Categorize development requests so that their benefit is clear. For example, you might break benefits out into those that provide Customer Satisfaction (bug fixes), Usability (filling in design gaps), Competitive Matching (catching up with competitors), Feature Leadership (pulling ahead of competitors), Sales Appeal, and Cost Cutting.
If you can, assign a Value score to features so that you can more consistently weigh the benefits of maintenance work versus new development.
You Can’t Build On Shaky Ground
If your product has too many defects or gaps in its design, you may find that putting in new features doesn’t get you the sales you had hoped. That’s because the customer satisfaction issues will hold it back. Your reputation will suffer, and your references will not be positive enough to win more sales. While the product, like a patient, doesn’t have to be in top condition, it must be in stable condition, improving slowly and steadily without any sudden drop in vital signs.
It Will Never Be Perfect
I always like to say that when you develop software, you create bugs. Somewhere out there are development teams that magically create software with no defects. They must exist, judging by some of the claims. I just have never found any myself. So your product will always have defects, or areas that aren’t really defects, but which could stand a little improvement (or a lot).
You can’t wait for the product to be perfect before you launch into development of new features. Otherwise you’d never start, and after a year of inaction you will have fallen behind in the marketplace.
Return to Me
One way to cut back on maintenance work is to carefully measure the return that can come from the many suggestions by existing customers for design improvements. A customer can make a compelling case for a new feature, but you’d be surprised how idiosyncratic an individual customer’s operation can be. An inflexible customer will argue strongly for new maintenance work, but their inflexibility may very well mean they don’t do their work the way most of your customers and prospects do.

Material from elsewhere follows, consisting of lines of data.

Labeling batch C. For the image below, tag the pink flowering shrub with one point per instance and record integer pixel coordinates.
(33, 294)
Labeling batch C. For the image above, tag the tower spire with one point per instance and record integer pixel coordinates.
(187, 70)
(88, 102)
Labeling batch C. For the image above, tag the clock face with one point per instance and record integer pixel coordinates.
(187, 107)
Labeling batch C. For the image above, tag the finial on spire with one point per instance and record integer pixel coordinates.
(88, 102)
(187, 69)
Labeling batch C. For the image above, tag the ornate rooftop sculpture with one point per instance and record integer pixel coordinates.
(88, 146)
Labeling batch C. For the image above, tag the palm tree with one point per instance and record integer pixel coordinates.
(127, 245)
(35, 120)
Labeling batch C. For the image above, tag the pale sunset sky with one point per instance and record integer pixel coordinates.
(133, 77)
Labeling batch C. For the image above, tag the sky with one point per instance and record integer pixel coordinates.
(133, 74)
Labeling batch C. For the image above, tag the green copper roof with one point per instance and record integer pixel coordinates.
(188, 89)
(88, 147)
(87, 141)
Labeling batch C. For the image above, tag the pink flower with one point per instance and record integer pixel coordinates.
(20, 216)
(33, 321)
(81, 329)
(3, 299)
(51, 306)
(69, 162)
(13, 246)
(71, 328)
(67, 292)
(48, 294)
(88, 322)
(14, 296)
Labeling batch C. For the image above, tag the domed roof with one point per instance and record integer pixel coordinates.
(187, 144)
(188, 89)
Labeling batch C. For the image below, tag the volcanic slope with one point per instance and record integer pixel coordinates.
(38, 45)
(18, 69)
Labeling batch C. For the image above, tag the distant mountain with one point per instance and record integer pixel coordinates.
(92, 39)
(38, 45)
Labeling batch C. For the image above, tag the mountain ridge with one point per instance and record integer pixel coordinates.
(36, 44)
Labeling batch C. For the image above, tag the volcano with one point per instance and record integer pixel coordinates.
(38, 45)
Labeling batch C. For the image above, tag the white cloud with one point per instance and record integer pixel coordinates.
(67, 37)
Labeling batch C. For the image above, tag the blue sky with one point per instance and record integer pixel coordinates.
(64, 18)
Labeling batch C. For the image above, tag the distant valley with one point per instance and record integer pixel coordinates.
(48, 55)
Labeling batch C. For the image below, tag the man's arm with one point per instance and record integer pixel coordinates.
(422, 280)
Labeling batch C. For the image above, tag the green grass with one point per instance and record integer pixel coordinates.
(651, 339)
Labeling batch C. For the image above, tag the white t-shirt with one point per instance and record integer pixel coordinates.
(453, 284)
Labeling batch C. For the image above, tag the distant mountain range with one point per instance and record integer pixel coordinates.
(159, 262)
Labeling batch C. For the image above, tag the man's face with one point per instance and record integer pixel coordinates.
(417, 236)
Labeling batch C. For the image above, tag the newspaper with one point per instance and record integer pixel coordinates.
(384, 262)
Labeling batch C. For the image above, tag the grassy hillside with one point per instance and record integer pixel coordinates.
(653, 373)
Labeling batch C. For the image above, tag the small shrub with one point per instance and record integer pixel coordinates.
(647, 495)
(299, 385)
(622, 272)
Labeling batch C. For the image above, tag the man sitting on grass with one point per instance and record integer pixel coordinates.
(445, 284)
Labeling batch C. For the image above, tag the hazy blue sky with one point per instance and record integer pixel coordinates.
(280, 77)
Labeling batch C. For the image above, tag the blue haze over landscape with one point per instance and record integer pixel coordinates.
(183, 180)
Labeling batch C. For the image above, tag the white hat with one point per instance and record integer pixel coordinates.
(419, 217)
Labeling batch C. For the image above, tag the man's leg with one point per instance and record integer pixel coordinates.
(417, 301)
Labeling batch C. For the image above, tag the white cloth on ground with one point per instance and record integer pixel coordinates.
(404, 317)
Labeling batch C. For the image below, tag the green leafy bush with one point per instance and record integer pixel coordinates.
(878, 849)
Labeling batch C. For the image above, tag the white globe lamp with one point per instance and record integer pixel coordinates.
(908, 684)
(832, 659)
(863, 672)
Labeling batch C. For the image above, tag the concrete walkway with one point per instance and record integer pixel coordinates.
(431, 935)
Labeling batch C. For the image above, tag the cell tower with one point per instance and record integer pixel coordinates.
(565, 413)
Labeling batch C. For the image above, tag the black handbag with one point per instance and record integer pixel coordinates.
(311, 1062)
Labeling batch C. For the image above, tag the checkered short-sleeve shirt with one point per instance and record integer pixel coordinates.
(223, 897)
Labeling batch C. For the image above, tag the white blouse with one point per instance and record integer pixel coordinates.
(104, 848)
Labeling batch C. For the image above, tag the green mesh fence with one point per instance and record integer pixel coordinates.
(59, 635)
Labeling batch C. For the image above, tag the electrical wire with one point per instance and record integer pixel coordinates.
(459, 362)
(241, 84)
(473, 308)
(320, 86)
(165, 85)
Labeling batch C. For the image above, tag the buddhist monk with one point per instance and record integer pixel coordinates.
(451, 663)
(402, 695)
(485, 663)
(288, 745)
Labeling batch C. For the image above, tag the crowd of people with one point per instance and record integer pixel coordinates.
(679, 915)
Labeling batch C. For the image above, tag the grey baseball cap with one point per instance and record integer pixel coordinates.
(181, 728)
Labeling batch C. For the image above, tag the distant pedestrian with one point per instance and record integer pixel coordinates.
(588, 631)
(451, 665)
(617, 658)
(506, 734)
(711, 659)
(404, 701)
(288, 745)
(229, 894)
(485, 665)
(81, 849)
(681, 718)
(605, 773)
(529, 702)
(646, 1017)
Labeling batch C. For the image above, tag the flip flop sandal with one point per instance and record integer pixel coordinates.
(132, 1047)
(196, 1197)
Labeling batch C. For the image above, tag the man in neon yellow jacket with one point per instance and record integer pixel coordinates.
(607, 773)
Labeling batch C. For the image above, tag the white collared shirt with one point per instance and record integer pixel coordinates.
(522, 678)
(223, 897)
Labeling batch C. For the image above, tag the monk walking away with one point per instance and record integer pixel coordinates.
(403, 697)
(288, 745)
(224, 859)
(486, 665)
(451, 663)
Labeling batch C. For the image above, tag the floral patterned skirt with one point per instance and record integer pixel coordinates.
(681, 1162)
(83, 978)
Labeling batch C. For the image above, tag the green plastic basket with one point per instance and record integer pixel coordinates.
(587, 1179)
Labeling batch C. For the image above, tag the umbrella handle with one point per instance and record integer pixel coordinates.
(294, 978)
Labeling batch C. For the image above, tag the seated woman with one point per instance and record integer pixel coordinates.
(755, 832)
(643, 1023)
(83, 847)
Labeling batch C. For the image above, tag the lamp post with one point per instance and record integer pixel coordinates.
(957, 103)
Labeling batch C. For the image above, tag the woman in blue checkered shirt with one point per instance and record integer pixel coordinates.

Review suggestions for maintenance work with a number of customers before you determine that it will bring a good return.
Squeaky Wheel Customers
Some customers are squeaky wheels. They’ll push harder than others for changes, not just fixes, that support quirky uses of the software. Remember that work on features just to appease them, even though they are not very valuable to other customers or prospects, takes work away from competitive features that will win you new sales. Working with a number of customers to review these suggestions and judge their relative and absolute merit can help you keep suggestions from squeaky wheel customers in check.
High Maintenance and High Return
Just because a customer sounds like a squeaky wheel doesn’t mean their suggestions are automatically suspect. It’s important not to get stuck on the principle that demanding customers aren’t worth the extra cost. When you spend extra effort on certain customers, which means they cost more, but they bring more to you overall in the form of sales references, marketing stories, word-of-mouth referrals, or great feature suggestions, then your high maintenance customer may be worth every penny.
Torn Between Two Necessary Goals
The considerations above are the main ones that Product Management needs to balance in order to have a product that effectively competes and gains market share. This requires constant accommodation of two goals that compete with each other, yet are both necessary to a positive outcome for your product and its competitive position.